Purcell regarda les feuillages touffus qui couronnaient la falaise et dit :
« Il y a peut-être des dizaines d'yeux en train de nous épier sous ces feuilles.
— Oui, dit Mason. Ce serait ennuyeux de commencer notre installation par une petite guerre. »
Purcell le fixa, stupéfait. Mason envisageait donc l'éventualité d'occuper l'île contre le gré de ses habitants et au prix d'un combat!

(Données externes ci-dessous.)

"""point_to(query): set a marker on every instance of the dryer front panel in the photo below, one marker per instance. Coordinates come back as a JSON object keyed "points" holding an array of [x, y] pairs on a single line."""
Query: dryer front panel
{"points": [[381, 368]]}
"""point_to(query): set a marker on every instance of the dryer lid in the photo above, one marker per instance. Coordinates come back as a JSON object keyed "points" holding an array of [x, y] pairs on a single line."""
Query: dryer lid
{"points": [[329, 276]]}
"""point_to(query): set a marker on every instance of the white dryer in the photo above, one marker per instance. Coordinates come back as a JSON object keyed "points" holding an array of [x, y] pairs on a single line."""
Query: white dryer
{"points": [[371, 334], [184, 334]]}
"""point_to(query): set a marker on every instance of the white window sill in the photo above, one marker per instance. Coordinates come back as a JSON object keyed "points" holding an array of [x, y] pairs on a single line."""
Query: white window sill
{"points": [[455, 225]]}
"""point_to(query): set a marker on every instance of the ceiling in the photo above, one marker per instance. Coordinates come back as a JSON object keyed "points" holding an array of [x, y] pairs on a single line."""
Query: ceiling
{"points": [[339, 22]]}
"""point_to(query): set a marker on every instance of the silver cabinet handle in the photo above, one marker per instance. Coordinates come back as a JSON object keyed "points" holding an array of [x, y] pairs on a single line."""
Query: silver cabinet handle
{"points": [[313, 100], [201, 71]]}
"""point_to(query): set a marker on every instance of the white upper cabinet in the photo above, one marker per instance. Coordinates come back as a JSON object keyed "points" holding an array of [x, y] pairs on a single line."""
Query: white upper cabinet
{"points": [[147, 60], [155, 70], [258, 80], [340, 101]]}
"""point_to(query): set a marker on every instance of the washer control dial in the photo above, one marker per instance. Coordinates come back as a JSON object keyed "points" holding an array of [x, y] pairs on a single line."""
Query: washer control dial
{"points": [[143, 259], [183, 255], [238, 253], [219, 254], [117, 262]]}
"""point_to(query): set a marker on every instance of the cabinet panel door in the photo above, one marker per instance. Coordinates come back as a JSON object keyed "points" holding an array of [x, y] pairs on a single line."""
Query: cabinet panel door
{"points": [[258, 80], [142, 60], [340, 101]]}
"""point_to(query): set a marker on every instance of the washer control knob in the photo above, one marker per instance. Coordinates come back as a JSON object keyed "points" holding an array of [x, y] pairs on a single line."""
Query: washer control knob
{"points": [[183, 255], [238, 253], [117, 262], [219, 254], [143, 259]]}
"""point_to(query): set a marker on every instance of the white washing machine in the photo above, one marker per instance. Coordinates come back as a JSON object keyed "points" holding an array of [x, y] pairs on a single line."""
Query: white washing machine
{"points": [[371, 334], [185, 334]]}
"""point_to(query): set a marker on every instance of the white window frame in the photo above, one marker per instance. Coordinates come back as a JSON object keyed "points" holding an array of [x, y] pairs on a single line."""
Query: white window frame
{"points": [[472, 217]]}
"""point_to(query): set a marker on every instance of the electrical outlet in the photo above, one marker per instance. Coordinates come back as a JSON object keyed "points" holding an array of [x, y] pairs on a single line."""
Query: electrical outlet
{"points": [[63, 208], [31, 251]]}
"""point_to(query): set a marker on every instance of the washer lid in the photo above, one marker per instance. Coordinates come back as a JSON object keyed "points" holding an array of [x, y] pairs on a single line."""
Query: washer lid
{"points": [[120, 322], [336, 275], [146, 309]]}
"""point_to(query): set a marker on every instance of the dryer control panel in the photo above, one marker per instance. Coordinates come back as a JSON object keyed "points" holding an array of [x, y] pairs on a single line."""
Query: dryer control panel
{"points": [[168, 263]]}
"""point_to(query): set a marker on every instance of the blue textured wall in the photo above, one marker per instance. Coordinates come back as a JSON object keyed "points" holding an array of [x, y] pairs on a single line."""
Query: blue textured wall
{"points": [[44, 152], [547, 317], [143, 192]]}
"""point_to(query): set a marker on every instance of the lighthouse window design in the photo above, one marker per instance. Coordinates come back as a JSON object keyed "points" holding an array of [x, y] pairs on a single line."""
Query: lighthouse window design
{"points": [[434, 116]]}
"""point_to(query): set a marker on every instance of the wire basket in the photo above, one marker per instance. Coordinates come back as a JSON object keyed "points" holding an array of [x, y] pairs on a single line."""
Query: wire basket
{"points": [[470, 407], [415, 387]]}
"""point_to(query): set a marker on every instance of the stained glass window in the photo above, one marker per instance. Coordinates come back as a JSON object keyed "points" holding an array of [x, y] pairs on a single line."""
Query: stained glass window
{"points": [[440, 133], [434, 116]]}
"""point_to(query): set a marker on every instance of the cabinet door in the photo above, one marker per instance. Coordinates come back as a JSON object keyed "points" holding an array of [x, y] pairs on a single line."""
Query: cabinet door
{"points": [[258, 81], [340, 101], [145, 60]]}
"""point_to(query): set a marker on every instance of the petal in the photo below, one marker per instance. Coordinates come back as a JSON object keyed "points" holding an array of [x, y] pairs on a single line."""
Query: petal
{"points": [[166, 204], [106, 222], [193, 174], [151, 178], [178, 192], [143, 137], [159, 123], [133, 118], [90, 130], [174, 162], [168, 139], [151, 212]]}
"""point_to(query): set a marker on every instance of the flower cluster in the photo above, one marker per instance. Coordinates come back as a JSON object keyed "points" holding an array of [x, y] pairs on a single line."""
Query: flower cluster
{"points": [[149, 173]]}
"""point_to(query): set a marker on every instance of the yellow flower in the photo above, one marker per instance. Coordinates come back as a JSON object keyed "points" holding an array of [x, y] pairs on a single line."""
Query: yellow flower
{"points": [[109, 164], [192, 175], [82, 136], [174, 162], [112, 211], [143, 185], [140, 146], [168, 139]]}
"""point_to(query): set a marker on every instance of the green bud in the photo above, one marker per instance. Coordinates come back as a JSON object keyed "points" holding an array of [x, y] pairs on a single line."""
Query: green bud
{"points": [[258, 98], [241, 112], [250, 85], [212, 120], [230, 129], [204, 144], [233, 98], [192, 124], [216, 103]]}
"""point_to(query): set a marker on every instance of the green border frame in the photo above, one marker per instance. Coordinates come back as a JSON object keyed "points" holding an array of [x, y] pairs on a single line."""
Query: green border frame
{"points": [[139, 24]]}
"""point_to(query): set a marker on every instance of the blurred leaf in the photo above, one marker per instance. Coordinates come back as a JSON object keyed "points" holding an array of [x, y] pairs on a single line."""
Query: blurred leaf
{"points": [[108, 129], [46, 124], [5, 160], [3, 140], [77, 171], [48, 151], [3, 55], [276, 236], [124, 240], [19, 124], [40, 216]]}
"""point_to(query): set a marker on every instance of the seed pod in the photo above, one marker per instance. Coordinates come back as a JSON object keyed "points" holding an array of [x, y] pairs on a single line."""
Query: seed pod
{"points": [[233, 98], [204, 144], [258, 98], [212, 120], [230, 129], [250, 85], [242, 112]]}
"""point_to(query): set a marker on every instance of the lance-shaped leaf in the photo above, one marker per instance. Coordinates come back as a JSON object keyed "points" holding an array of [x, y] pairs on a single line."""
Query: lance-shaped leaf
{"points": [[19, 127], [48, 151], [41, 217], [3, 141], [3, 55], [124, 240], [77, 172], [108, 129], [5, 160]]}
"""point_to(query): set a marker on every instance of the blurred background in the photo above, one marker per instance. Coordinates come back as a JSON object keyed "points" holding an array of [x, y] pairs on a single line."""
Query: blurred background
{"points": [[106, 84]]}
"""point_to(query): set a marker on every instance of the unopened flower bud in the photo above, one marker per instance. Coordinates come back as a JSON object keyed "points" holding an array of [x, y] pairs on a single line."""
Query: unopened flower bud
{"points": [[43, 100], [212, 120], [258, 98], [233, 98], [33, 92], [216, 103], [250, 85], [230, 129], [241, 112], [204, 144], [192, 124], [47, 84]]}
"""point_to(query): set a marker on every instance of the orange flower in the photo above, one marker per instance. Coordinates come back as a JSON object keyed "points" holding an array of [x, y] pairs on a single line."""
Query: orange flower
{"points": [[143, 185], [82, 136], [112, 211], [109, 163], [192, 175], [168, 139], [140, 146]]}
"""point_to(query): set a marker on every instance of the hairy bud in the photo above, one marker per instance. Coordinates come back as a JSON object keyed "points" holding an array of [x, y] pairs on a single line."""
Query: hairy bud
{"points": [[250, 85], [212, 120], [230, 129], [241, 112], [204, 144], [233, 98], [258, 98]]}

« Ce serait inhumain capitaine! s'écria-t-il avec force. Nous ne pouvons pas tuer ces pauvres gens pour leur prendre leur île! »
Mason le dévisagea une pleine seconde. Puis il rougit jusqu'à la nuque, ses yeux cillèrent plusieurs fois, il pencha son front en avant, et Purcell crut qu'il allait exploser. Mais à sa grande surprise il se contint et de nouveau laissa peser un silence. Quand il reprit la parole, ce fut le plus tranquillement du monde et comme si Purcell n'avait pas soulevé la moindre objection.
« Monsieur Purcell, vous allez prendre le commandement de la baleinière et vous allez tenter de débarquer.
— Oui, capitaine.
— Prenez six hommes avec vous, autant de fusils et des cordes. Si vous réussissez à franchir le ressac, vous tirerez votre embarcation au sec et vous escaladerez la falaise. Votre tâche est de reconnaître si l'île est habitée. Si vous êtes attaqué, regagnez votre base de départ et réembarquez. Une deuxième baleinière se tiendra à une encablure de la plage pour vous couvrir d'un feu de mousqueterie au cas où vous seriez poursuivi. Si vous n'êtes pas attaqué, voyez de l'île tout ce que vous pouvez en voir d'ici ce soir et revenez me faire un rapport.
— Oui, capitaine. »
Purcell marqua un temps d'arrêt et dit : « Si vous permettez, capitaine? »
Mason le dévisagea d'un air froid :
« Oui, monsieur Purcell? »
Purcell le regarda dans les yeux. Cette fois, il était bien résolu à ne pas laisser Mason noyer ses objections dans un de ses silences.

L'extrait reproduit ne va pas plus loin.